In dit geval heeft de vrouw ter toelichting van haar voornemen om (gedurende vier uur per week) ouderschapsverlof op te nemen aangevoerd dat zij alleen voor de opvoeding van de kinderen staat, dat de kinderen nog erg jong zijn en dat zij vindt dat zij tot hun twaalfde jaar meer tijd aan hun opvoeding moet besteden, alsook dat de school verwacht dat ouders het huiswerk samen met de kinderen maken en deelnemen aan activiteiten op school. De man heeft zijn bezwaar tegen het in aanmerking nemen van de inkomensvermindering aan de zijde van de vrouw wegens het opnemen van ouderschapsverlof slechts toegelicht met de stelling dat dit een keuze is van de vrouw en met het betoog dat niet zeker is dat de vrouw dit ook in 2021 zal doen. Dat laatste betoog heeft het hof klaarblijkelijk verworpen, nu het ervan is uitgegaan dat de vrouw ook in 2021 ouderschapsverlof opneemt (zie ook rov. 5.24). Met zijn overweging dat wat betreft 2021 het opnemen van meer ouderschapsverlof een eigen keuze is van de vrouw die niet ten laste van de man dient te komen, heeft het hof voor het overige onvoldoende inzicht gegeven in zijn gedachtegang. In het bijzonder heeft het de door de vrouw aangevoerde redenen waarom zij ouderschapsverlof opneemt onvoldoende kenbaar in zijn beoordeling betrokken. De door het hof nog genoemde omstandigheid dat de vrouw minder oppaskosten hoeft te maken, levert evenmin een toereikende motivering op.

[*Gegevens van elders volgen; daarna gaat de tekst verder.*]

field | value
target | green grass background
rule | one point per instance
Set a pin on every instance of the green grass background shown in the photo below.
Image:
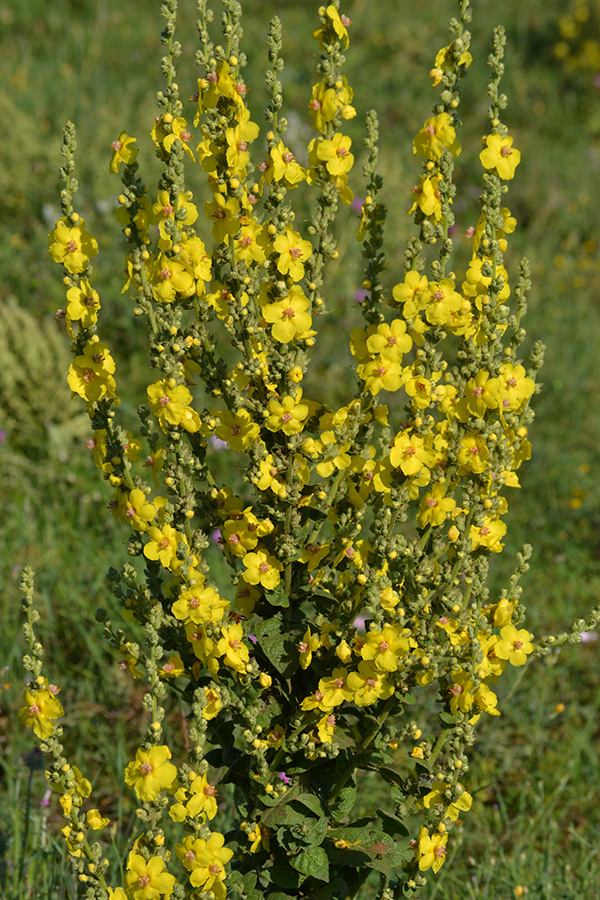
(535, 823)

3.2.3 De overige klachten van het middel kunnen niet tot cassatie leiden. De Hoge Raad hoeft niet te motiveren waarom hij tot dit oordeel is gekomen. Bij de beoordeling van deze klachten is het namelijk niet nodig om antwoord te geven op vragen die van belang zijn voor de eenheid of de ontwikkeling van het recht (zie art. 81 lid 1 RO).

4 Beslissing

De Hoge Raad:

- vernietigt de beschikking van het gerechtshof Den Haag van 9 juni 2021;

- verwijst het geding naar het gerechtshof Amsterdam ter verdere behandeling en beslissing.

Deze beschikking is gegeven door de raadsheren T.H. Tanja-van den Broek, als voorzitter, C.H. Sieburgh, F.R. Salomons, G.C. Makkink en K. Teuben, en in het openbaar uitgesproken door de raadsheer F.J.P. Lock op 21 oktober 2022.